India has exported over 1.6 million tonnes of sugar so far in 2015-16 marketing year that started from October last, up 46 per cent from the whole of previous year, according to industry body ISMA.
The country had exported 1.1 MT of sugar in the 2014-15 marketing year (October-September).
India is the second largest producer of the commodity after Brazil but the biggest consumer of the sweetener.
“As per the information available with ISMA, around 1.6 MT have been exported so far in 2015-16 season,” Indian Sugar Mills Association (ISMA) Director General, Abinash Verma, told PTI.
Sugar production is estimated to decline to about 25 MT in 2015-16 marketing year, from 28.3 MT in the previous year.
The production may drop to 23-24 MT in the next marketing year due to drought in Maharashtra and Karnataka — the two major sugarcane and sugar producing states.
In order to restrict exports, the Food Ministry has proposed imposing a 25 per cent duty on sugar to ensure sufficient supply in the domestic market.
“To keep the export of sugar under control, it is proposed to levy 25 per cent customs duty on the export of sugar,” Food Minister Ram Vilas Paswan had said last week.
Prices of sugar in the international markets are rising and therefore, traders might increase the export to maximise profits, the minister had said.
The proposed move would ensure sufficient availability of sugar in the domestic market and prices will be under control, Paswan had said.
According to trade sources, sugar exports have become viable now as global prices have increased by about 50 per cent in the last three months due to disruption in supply from Brazil.
However, exports would become unviable if customs duty is slapped on sugar shipments.
The government has pegged sugar production at 23-24 MT for 2016-17 marketing year.
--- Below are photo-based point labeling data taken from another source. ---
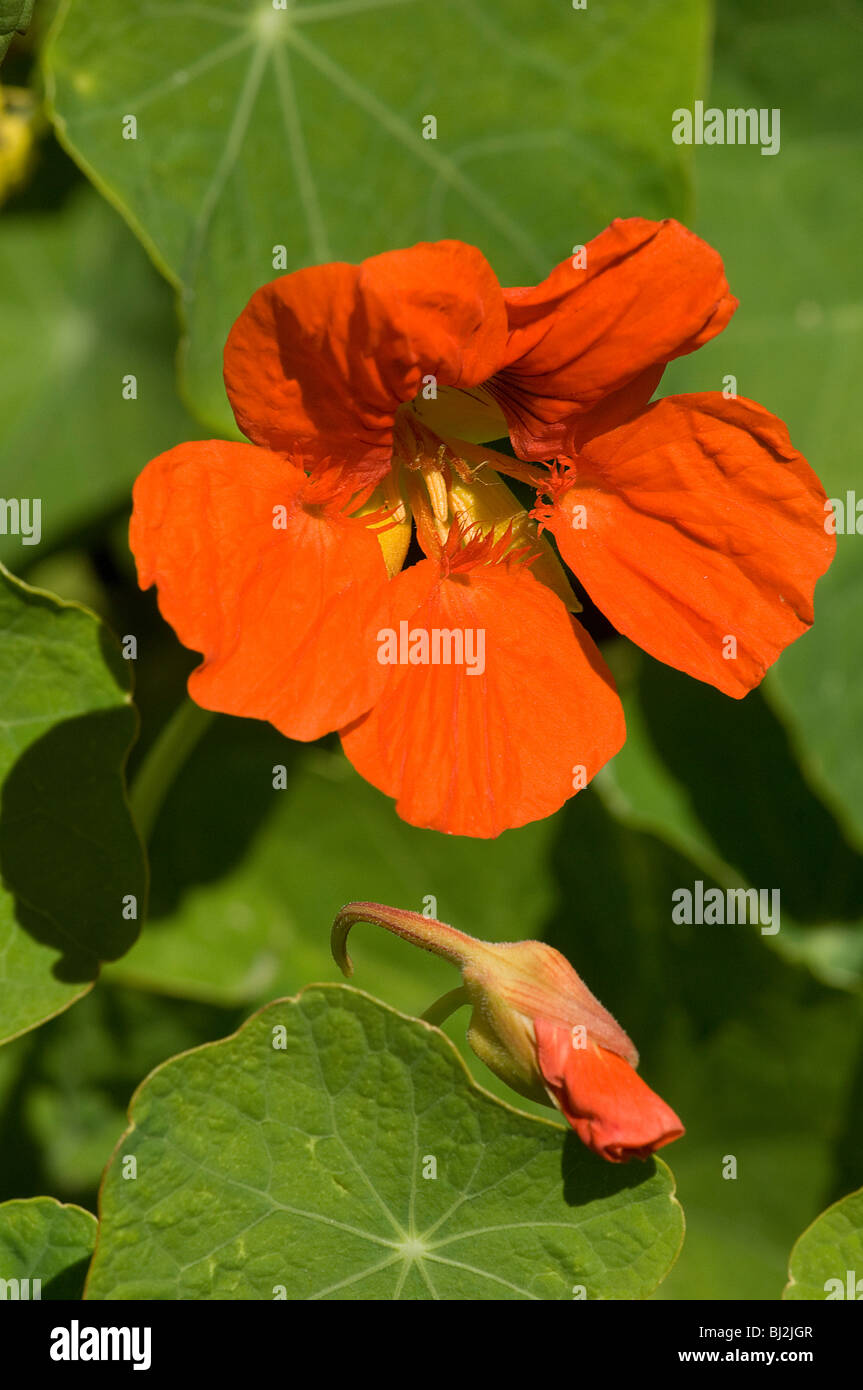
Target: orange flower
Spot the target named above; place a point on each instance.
(460, 683)
(538, 1027)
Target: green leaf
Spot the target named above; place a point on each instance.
(303, 128)
(43, 1240)
(293, 1164)
(81, 312)
(830, 1250)
(759, 1061)
(14, 18)
(787, 228)
(719, 780)
(756, 1058)
(64, 1087)
(68, 851)
(248, 879)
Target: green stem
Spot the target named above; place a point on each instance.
(167, 755)
(448, 1004)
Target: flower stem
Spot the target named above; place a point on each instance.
(181, 734)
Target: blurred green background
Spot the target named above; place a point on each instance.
(549, 124)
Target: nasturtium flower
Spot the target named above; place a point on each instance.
(363, 566)
(538, 1027)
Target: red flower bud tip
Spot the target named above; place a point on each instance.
(539, 1029)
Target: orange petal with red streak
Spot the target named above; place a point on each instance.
(477, 754)
(280, 615)
(702, 523)
(603, 1098)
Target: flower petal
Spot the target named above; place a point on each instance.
(648, 292)
(278, 601)
(701, 524)
(320, 360)
(603, 1098)
(477, 754)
However, the total availability would be 30-31 MT on the back of opening stocks of over 7 MT.
“… notwithstanding any shortfall in sugar production during 2016-17 sugar season (estimated 23-24 million tonnes), the total availability in India (30-31 MT) would be sufficient to meet the domestic consumption. There is, therefore, likely to be no shortage of domestically produced sugar in India,” the Food Ministry had said in late April.
With retail prices crossing the Rs 40 per kg mark, the government has imposed stock holding limit on traders and withdrawn export-linked production subsidy to control prices.